Our local farm store gets chicks every spring, and they'll sell individuals, so my first year I was able to get seven different breeds -- one of each. That way I could compare, and they were a lot more individual than a bunch of the same breed. That's usually not possible if you're ordering them, because most places have a minimum per-breed order (and the farm store here doesn't have them this late in the year). But if you can find a place selling them per-bird, you can experiment with several breeds at once.
The most productive layers are Leghorns. They're also the most efficient as far as how many eggs they produce per pound of feed. They're like little egg-laying machines. That's why they became the industry standard, and their white eggs became the most common and cheapest in the store. However, Leghorns are kind of flighty and their light weight makes them pretty good fliers, so they'd be harder to keep fenced in an urban setting than the heavier breeds. In an urban backyard, I'd go for one of the heavier brown-egg varieties. Several of those lay about the same number of eggs, so it's just personal preference: Barred Rock, Rhode Island Red (and other Red varieties), Australorp, Buff Orpington, Cinnamon Queen. The Cinnamon Queens may be a bit more productive than the others.

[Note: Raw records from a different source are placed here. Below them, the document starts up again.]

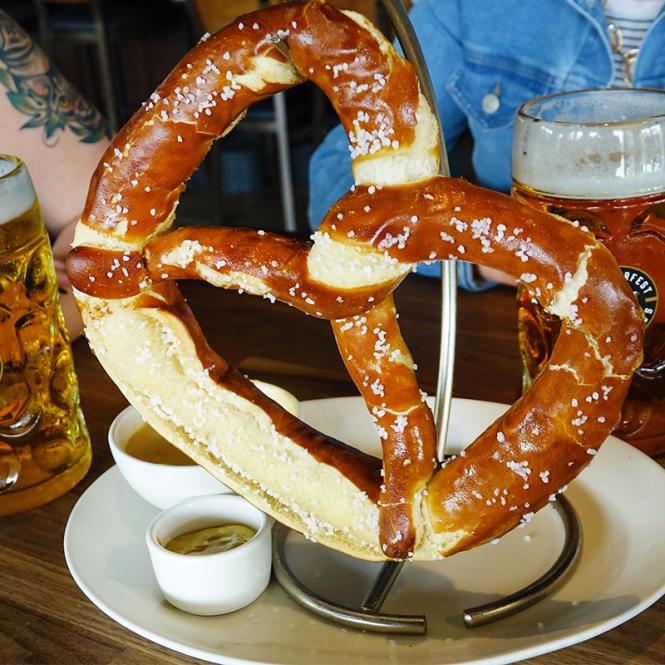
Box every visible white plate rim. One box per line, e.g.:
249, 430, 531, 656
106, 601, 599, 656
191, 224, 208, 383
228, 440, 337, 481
63, 397, 665, 665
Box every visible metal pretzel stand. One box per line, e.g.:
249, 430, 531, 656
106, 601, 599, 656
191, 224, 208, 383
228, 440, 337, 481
273, 0, 582, 635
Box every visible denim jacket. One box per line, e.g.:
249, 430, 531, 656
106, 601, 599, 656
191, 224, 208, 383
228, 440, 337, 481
309, 0, 665, 290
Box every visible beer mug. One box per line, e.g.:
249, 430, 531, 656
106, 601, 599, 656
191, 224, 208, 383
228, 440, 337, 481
513, 89, 665, 455
0, 155, 91, 515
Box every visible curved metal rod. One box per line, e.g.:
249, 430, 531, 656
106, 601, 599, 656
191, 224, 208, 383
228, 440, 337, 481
272, 496, 582, 635
272, 523, 427, 635
464, 495, 582, 628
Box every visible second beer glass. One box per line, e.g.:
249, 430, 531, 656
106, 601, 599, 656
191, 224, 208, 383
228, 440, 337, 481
0, 155, 91, 515
513, 89, 665, 455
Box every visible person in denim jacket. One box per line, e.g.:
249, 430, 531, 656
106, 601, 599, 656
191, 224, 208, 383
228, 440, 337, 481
309, 0, 665, 290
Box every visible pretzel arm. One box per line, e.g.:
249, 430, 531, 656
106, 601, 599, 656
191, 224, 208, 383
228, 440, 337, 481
322, 178, 644, 551
332, 296, 436, 559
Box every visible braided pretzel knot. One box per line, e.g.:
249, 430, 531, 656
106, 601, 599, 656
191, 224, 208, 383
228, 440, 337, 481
68, 1, 643, 560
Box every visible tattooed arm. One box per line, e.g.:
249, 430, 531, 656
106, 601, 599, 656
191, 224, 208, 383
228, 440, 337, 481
0, 9, 109, 337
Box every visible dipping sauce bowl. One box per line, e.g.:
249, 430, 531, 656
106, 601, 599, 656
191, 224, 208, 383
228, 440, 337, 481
146, 494, 273, 616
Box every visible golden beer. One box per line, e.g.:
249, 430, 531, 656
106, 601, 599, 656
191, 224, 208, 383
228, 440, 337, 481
513, 90, 665, 455
0, 155, 91, 515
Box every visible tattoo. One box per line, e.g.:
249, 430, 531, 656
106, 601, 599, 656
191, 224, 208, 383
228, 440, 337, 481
0, 9, 110, 146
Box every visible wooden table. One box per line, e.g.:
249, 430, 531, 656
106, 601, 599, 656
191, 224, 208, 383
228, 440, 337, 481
0, 276, 665, 665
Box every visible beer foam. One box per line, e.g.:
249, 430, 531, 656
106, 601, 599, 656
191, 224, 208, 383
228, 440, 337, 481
0, 155, 37, 225
513, 90, 665, 199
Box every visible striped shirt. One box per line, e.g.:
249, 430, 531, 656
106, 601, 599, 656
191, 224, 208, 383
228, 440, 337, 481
605, 0, 665, 88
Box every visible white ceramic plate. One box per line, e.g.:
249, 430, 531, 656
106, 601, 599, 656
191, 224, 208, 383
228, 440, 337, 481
65, 398, 665, 665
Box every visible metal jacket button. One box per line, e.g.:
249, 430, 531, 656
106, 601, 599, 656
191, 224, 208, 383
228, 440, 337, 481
481, 81, 501, 114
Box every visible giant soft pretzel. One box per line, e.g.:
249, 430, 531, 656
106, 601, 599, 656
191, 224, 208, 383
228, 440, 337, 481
68, 1, 643, 560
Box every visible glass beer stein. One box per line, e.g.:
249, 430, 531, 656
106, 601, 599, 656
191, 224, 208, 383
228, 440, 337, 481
513, 89, 665, 455
0, 155, 91, 515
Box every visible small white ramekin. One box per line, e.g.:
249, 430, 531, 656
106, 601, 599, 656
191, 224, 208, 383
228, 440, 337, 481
146, 494, 273, 616
108, 381, 300, 508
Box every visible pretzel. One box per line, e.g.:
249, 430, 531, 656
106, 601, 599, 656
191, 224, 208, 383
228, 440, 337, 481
67, 1, 643, 560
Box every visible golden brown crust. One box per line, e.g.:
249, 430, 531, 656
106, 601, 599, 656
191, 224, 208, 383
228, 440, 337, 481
68, 0, 643, 559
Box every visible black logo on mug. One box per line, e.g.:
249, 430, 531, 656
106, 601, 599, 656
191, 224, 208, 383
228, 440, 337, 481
621, 266, 658, 325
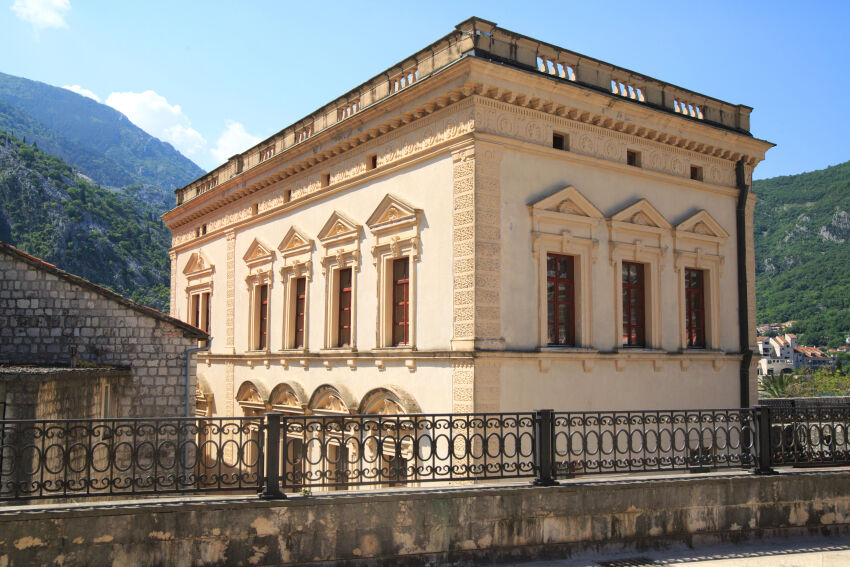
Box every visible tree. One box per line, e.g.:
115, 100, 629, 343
759, 374, 794, 398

If you have kids, they often enjoy Ameraucanas, the ones often called Easter Egg chickens, which lay blue or green eggs. They lay fewer eggs than the others, though, so they're a novelty item.
If you plan to sell eggs, many people will pay more for brown than white, so that may be a consideration. There's no difference in nutritional quality -- the feed determines that, not the breed -- but many people insist that brown eggs are better for baking. Who knows, but it can mean another dollar a dozen.
Edited to add: None of the great egg layers are also great meat birds, compared to a true meat breed. But the heavy breeds like the Reds do have some meat on their bones, while a Leghorn carcass wouldn't be worth much more than making stock.